Sono stato sinceramente sorpreso nello scoprire l’incredibile ritardo storico di tanti uomini e donne di governo, in specie tedeschi, nel visitare luoghi come Auschwitz e lo Yad Vashem, il, Memoriale della Shoah di Gerusalemme. È parte di una serie infinita di comportamenti da cui sembra evincersi che siano troppo pochi coloro che hanno coscienza concreta della storia dello Sterminio voluto dai nazisti e in definitiva della Seconda guerra mondiale. Ci sono persino sindaci italiani che definiscono Auschwitz «divisivo». Divisivo? Auschwitz è una voragine senza fondo, l’abisso che mostra la lacerazione totale dell’umanità in due, in cui le zone grigie, anche se nella pratica sono esistite, vengono stritolate dal peso di un crimine inemendabile. Pietre d’inciampo che si negano perché porterebbero nuovo odio e divisione, come se la storia da cui nascono non sia stata già semina tremendamente fertile di mostruosità che solo in parte conosciamo, come se l’odio venisse dalle pietre e non dagli uomini.

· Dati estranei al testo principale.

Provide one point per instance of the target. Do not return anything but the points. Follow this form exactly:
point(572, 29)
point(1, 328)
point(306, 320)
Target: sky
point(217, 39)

Questi e altri fatti mostrano una stessa realtà: la assoluta distanza umana, effettiva e affettiva, dal cuore della tragedia che non è fatto di eventi e cronologie, pedine da spostare sullo scacchiere di un risiko del terrore, ma di singole storie umane, di una infinita collana di sofferenze che si sommano una dietro l’altra nelle vite di ognuna delle persone coinvolte.
Chiamarle vittime è già una presa di distanza, perché in qualche modo il fato sta nella definizione. No. Non sono vittime: sono noi. Sono noi ora, e lo sono state a suo tempo, e lo sarebbero state compiutamente se qualcuno non fosse venuto a strappare loro le viscere dell’esistenza così, senza ragione, per un capriccio perverso. Capriccio fatto di singoli uomini, che definire carnefici è autoassolvente. Non erano carnefici come gli altri non erano vittime. Erano, sono, tutti uomini. Erano, sono, noi. Questo è il fulcro sconvolgente da cui si deve sempre ripartire. Uomini. Il cui destino si stende come un’ombra anche su di noi, rischiando di renderci miopi. Uomo di fronte a uomo. Il vestito militare è una copertura. I graduati e gli ufficiali nazisti erano commercianti, insegnanti di scuola, impiegati assolutamente normali. Uniforme e stellette hanno liberato la loro natura orrenda. Oggi un uomo 'normale', domani il boia di centinaia di migliaia di altri come me. Più ci si sforza nell’immedesimazione più si perde il senso delle cose. Eppure questo è il punto: si deve permanere nella percezione viva e costante di questo nonsenso così destabilizzante, al limite del disordine mentale, che non è fatto di figuranti, vittime o carnefici. È molto più vicino: è fatto di noi.
Si direbbe meglio tardi che mai. Credo che la scelta del presidente tedesco Frank-Walter Steinmeier di pronunciare il discorso allo Yad Vashem in ebraico sia stata estremamente simbolica. Ma ancor più mi sento di condividere questo suo pensiero, che ritengo scontato ma inedito se pronunciato da una carica politica tedesca: «Mi piacerebbe poter dire che (noi tedeschi) abbiamo imparato dalla storia una volta per tutte, ma non posso dirlo, gli spiriti del male stanno ritornando sotto nuove spoglie».
L’unica cosa che toglierei è quel «noi tedeschi». Non vi sono limiti di nazionalità, di geografia, di appartenenza. Vi è l’uomo. Ci siamo noi con la nostra ineludibile responsabilità, con la nostra camaleontica omissività, con la nostra capacità di fare scelte e pagarne il prezzo, che a volte è in grado di salvare un barlume di umanità.